Re: Dynamic MIG Question

List overview All Threads
Download

newer

older

Adding FPGAs for Slurm Tracking

Can we avoid jobs near wall time...

Davide DelVento

6 Feb 2026 6 Feb '26

2:02 p.m.

Aaron (or anyone else),

Did you manage to get Dynamic MIG working in Slurm? I'm actually surprised that after these many years SchedMD has not implemented this feature yet, especially now that newer GPUs allow MIG repartitioning without being root. The only mention of this in their ticketing system is at https://support.schedmd.com/show_bug.cgi?id=11091#c8 (and subsequent c10) which say that it's not on their roadmap, but that was 5 years ago.

I have heard that some users manage dynamic changes by draining nodes, running scripts to reconfigure MIG via nvidia-smi, bringing the node back and then submitting the job. Anybody here has tried that and with what success?

I speculate that now that NVIDIA owns SchedMD perhaps this feature will be at a higher priority, but maybe not? Anybody knows anything about it and is not bound by an NDA to keep mum?

Thanks

On Wed, Nov 22, 2023 at 1:22 PM Davide DelVento davide.quantum@gmail.com wrote:

...

I assume you mean the sentence about dynamic MIG at https://slurm.schedmd.com/gres.html#MIG_Management Could it be supported? I think so, but only if one of their paying customers (that could be you) asks for it.

On Wed, Nov 22, 2023 at 11:24 AM Aaron Kollmann < aaron.kollmann@student.hpi.de> wrote:

...
Hello All,

I am currently working in a research project and we are trying to find out whether we can use NVIDIAs multi-instance GPU (MIG) dynamically in SLURM.

For instance:

a user requests a job and wants a GPU but none is available

now SLURM will reconfigure a MIG GPU to create a partition (e.g.

1g.5gb) which becomes available and allocated immediately

I can already reconfigure MIG + SLURM within a few seconds to start jobs on newly partitioned resources, but Jobs get killed when I restart slurmd on nodes with a changed MIG config. (see script example below)

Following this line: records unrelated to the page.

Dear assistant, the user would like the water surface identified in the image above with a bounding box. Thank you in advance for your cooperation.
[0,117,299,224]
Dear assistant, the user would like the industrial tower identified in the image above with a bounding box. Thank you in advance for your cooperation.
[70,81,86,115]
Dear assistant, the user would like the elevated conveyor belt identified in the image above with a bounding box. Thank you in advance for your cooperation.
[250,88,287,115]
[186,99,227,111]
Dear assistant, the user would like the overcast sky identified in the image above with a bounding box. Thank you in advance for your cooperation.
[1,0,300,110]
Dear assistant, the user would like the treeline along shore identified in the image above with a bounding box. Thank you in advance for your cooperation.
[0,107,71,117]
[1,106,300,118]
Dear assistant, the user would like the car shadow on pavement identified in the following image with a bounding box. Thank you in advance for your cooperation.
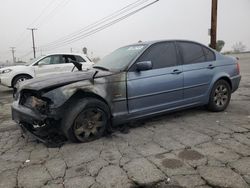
[29,106,210,148]
[108,106,207,135]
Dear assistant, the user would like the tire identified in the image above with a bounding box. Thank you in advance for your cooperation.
[208,80,231,112]
[12,75,32,88]
[61,98,110,143]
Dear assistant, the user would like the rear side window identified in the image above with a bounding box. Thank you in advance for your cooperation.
[75,55,86,62]
[67,55,76,63]
[203,47,216,61]
[136,42,178,69]
[178,42,206,64]
[62,55,77,63]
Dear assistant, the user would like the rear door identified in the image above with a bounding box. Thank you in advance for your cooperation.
[76,55,94,70]
[127,42,183,114]
[177,41,216,104]
[60,55,78,72]
[61,55,93,72]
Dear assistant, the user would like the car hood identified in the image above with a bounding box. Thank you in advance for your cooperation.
[18,69,114,92]
[0,65,26,71]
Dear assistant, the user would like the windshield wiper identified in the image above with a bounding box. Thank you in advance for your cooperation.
[93,66,109,71]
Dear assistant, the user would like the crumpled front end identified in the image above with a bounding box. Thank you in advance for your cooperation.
[11,70,124,145]
[12,89,66,145]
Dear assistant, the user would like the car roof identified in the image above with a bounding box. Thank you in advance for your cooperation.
[130,39,216,53]
[44,52,88,57]
[131,39,208,46]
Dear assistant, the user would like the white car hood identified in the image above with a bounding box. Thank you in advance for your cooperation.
[0,65,28,71]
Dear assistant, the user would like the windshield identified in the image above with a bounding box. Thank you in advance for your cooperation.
[94,44,147,71]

*Do you think it is possible to develop a plugin or change SLURM to the extent that dynamic MIG will be supported one day? *

(The website says it is not supported)

Best

Aaron

#!/usr/bin/bash

# Generate Start Config killall slurmd killall slurmctld nvidia-smi mig -dci nvidia-smi mig -dgi nvidia-smi mig -cgi 19,14,5 -i 0 -C nvidia-smi mig -cgi 0 -i 1 -C cp -f ./slurm-19145-0.conf /etc/slurm/slurm.conf slurmd -c slurmctld -c sleep 5

# Start a running and a pending job (the first job gets killed by slurm) srun -w gx06 -c 2 --mem 1G --gres=gpu:a100_1g.5gb:1 sleep 300 & srun -w gx06 -c 2 --mem 1G --gres=gpu:a100_1g.5gb:1 sleep 300 & sleep 5

# Simulate MIG Config Change nvidia-smi mig -i 1 -dci nvidia-smi mig -i 1 -dgi nvidia-smi mig -cgi 19,14,5 -i 1 -C cp -f ./slurm-2x19145.conf /etc/slurm/slurm.conf killall slurmd killall slurmctld slurmd slurmctld

Attachments:

attachment.html (text/html — 4.2 KB)

Show replies by date

Fulcomer, Sam

6 Feb 6 Feb

3:16 p.m.

New subject: Dynamic MIG Question

I actually spent a bit of time in the SLURM booth at SC discussing this (and also frequently hanging out in their comfy chairs - easy times on the bad hip).

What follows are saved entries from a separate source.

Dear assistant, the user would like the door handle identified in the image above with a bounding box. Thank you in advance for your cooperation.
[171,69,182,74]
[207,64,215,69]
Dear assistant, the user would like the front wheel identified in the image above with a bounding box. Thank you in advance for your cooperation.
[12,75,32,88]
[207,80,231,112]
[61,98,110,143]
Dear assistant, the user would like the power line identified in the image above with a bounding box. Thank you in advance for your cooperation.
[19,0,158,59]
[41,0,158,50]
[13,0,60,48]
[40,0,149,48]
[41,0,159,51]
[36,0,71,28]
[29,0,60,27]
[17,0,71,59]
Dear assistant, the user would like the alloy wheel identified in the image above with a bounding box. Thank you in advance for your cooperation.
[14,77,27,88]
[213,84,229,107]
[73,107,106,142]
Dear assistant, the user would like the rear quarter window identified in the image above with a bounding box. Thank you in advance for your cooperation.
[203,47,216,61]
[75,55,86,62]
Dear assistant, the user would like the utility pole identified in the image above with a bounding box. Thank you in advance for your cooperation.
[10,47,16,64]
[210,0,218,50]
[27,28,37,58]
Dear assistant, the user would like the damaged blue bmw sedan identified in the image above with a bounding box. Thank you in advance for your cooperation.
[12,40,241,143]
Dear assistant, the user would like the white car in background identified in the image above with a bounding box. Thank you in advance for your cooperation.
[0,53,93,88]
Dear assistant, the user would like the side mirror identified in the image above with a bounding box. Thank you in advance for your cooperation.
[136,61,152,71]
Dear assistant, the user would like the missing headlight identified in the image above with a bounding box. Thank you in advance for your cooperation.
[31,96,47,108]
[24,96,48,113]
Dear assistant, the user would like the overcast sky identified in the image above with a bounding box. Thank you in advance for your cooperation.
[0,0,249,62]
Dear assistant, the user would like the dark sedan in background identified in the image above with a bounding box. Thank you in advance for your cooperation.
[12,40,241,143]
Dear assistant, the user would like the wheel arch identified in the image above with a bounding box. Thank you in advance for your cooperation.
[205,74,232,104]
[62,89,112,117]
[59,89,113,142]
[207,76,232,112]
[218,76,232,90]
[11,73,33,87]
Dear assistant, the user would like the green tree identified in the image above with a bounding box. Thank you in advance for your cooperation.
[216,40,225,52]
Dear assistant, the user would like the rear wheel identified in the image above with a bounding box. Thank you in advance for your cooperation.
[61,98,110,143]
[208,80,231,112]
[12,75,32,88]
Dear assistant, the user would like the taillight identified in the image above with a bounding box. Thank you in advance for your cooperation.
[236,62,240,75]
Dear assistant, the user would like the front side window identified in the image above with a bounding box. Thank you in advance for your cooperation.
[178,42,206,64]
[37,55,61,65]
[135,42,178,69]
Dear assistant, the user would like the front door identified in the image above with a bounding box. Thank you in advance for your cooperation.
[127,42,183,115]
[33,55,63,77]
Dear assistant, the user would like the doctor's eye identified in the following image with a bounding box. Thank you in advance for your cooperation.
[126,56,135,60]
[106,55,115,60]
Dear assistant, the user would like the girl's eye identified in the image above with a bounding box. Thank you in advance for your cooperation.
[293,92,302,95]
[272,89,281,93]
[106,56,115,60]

This is on the back burner for us. The basic problem is that SLURM doesn't have a mechanism to drain a GPU; rather, the entire node has to be drained to make changes. That's the easy description of the problem. There may be ways to do it within the current capabilities of SLURM, but we haven't picked up that effort in earnest, yet...

We do find some occasional issues in nvml control of reconfiguring MIG on multi-GPU systems, where our scripts occasionally fail on one of more GPUs, and they need to be manually reconfigured after that (but that's something in the nvidia driver, presumably). We either run nodes un-MIGed or split into two nominally equal slices. We're currently defaulting to using MIG on half of our B200s and all of our Max-Qs.

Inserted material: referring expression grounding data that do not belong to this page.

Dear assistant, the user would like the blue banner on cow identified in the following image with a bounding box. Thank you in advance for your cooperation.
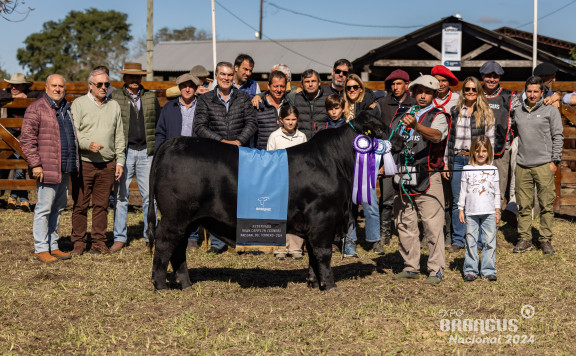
[236,147,289,247]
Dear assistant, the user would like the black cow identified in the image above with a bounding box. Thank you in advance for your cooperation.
[147,112,395,291]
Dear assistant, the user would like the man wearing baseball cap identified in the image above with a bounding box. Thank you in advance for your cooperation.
[375,69,417,246]
[390,75,449,285]
[533,62,562,107]
[479,60,516,213]
[431,65,459,112]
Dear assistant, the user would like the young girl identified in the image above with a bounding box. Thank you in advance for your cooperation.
[267,104,307,260]
[458,135,500,282]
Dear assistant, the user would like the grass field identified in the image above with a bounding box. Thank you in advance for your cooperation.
[0,195,575,355]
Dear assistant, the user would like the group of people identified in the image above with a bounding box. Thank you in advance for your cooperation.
[8,53,566,284]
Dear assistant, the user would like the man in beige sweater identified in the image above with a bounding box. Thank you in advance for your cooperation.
[70,69,125,255]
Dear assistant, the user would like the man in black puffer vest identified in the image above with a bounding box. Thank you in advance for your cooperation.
[110,62,160,252]
[293,69,330,139]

Being able to drain a single GPU would obviously be great.

On Fri, Feb 6, 2026 at 5:07 PM Davide DelVento via slurm-users < slurm-users@lists.schedmd.com> wrote:

...

Aaron (or anyone else),

Did you manage to get Dynamic MIG working in Slurm? I'm actually surprised that after these many years SchedMD has not implemented this feature yet, especially now that newer GPUs allow MIG repartitioning without being root. The only mention of this in their ticketing system is at https://support.schedmd.com/show_bug.cgi?id=11091#c8 (and subsequent c10) which say that it's not on their roadmap, but that was 5 years ago.

I have heard that some users manage dynamic changes by draining nodes, running scripts to reconfigure MIG via nvidia-smi, bringing the node back and then submitting the job. Anybody here has tried that and with what success?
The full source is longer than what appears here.